Subject-Specific Content Standards
SCALE teaching performance assessments (TPAs) share a focus on subject-specific pedagogical skills applied to the teaching of real students in real classrooms. They also provide an integrated approach to examining several dimensions of teaching – planning, instruction, assessment, or reflection – over an extended period of time.
At the pre-service level, a growing body of evidence suggests that the use of these kinds of performance-based assessments can focus preparation programs on helping candidates attain important teaching abilities (Tracz et al., 1994; Wilson, Darling-Hammond, & Berry, 2001; Pecheone & Chung, 2005). Boyd et al. (2006) assert that teachers who engage in coursework activities that are closely related to the practices they would engage in as new teachers were more likely to be effective in their first year. Engagement in authentic tasks of teaching applied to subject-specific standards and the context of real students creates an experience in which serious discourse about teaching can occur that can guide candidate development and program improvement.
SCALE recruits leading subject-specific experts to advise the assessment’s Design Team, building subject-specific elements into the design of the assessment and the rubrics used to assess a candidate’s performance.
Teaching Content Standards
Simultaneously, SCALE assessments assess candidate proficiency on state or nationally validated teaching standards. Assessment tasks and rubrics are aligned to state teaching standards. In the design of the Teacher Performance Assessment Consortium assessment, a common assessment for use in teacher licensing decisions across 20 states, SCALE looked to existing common standards. SCALE used the current Interstate New Teacher Assessment and Support Consortium (INTASC) standards along with anticipated revisions to the standards in the development of the Teacher Performance Assessment Consortium (TPAC) assessment. Alignment analyses described below, comparing the INTASC model standards to state teaching standards, showed considerable overlap. The INTASC Model Core Standards for Beginning Teacher Licensing, Assessment and Development, released in 1992, are used by 38 states.

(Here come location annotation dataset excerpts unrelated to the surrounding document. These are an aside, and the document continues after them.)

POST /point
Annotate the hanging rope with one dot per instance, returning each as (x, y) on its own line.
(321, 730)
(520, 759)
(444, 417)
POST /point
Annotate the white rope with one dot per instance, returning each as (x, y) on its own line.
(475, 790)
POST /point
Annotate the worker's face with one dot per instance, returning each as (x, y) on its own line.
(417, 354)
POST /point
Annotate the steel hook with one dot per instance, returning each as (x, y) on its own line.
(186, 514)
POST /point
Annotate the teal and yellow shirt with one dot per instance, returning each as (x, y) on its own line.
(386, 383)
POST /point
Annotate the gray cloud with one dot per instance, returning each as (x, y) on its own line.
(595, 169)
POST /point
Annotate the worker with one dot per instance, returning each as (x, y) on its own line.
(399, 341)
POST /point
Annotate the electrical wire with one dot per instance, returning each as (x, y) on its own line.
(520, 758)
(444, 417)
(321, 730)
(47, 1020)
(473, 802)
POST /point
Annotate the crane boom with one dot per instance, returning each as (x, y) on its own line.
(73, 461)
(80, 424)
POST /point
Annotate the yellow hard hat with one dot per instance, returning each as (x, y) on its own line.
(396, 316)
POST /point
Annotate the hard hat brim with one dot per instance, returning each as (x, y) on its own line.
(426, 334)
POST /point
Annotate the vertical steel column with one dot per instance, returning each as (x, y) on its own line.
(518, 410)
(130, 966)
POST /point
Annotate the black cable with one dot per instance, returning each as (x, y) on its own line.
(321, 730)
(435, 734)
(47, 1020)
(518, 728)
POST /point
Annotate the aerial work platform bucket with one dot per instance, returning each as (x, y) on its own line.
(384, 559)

Alignment of State Standards with the INTASC Standards
State education agencies and preparation programs participating in the TPAC planning grant were asked to recruit representatives to complete two analyses: 1) provide a mapping of the overlap between the INTASC model standards and the state teaching standards; and 2) perform an analysis of the degree of alignment between the teaching emphases in the state student content standards and/or curriculum frameworks for each subject area with the PACT Teaching Event.
Comparisons of the INTASC standards and state standards were completed by one or more institutions in seven states. While two states had essentially adopted the INTASC standards, perhaps with some minor modification, the standards in the five other states that submitted comparisons had at least some overlap with all of the INTASC standards. Key parts of each state’s standards that did not share overlap with the INTASC standards were also identified. The working assumption is that if the TPAC assessment is aligned with the current INTASC standards plus areas expected to be added in the current revision of the INTASC standards, it will be at least moderately aligned with teaching standards in these states.

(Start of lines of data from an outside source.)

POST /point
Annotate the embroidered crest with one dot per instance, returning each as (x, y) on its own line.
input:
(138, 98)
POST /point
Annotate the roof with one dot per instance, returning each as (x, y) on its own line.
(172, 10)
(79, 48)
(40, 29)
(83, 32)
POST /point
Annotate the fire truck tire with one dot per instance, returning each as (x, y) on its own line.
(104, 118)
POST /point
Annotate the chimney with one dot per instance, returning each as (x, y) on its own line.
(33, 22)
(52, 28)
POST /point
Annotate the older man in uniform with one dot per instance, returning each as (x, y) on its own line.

The alignment analyses contributed to the design of the performance standards and scoring criteria (rubrics) by the TPAC Design Team.
Boyd, D., Grossman, P., Lankford, H., Loeb, S., & Wyckoff, J. (2006). How changes in entry requirements alter the teacher workforce and affect student achievement. Education Finance and Policy, 1(2), 176-216.
Pecheone, R. & Chung, R. (2006) Evidence in teacher education: The Performance Assessment for California Teachers. Journal of Teacher Education, 57 (1), 22-36.
Tracz, S.M., Sienty, S., and Mata, S. (1994, February). The self-reflection of teachers compiling portfolios for national certification: Work in progress. Paper presented at the annual meeting of the American Association of Colleges of Teacher Education, Chicago.
Wilson, S., Darling-Hammond, L., & Berry, B. (2001). A case of successful teaching policy: Connecticut’s long-term efforts to improve teaching and learning. Seattle: Center for the Study of Teaching and Policy, University of Washington.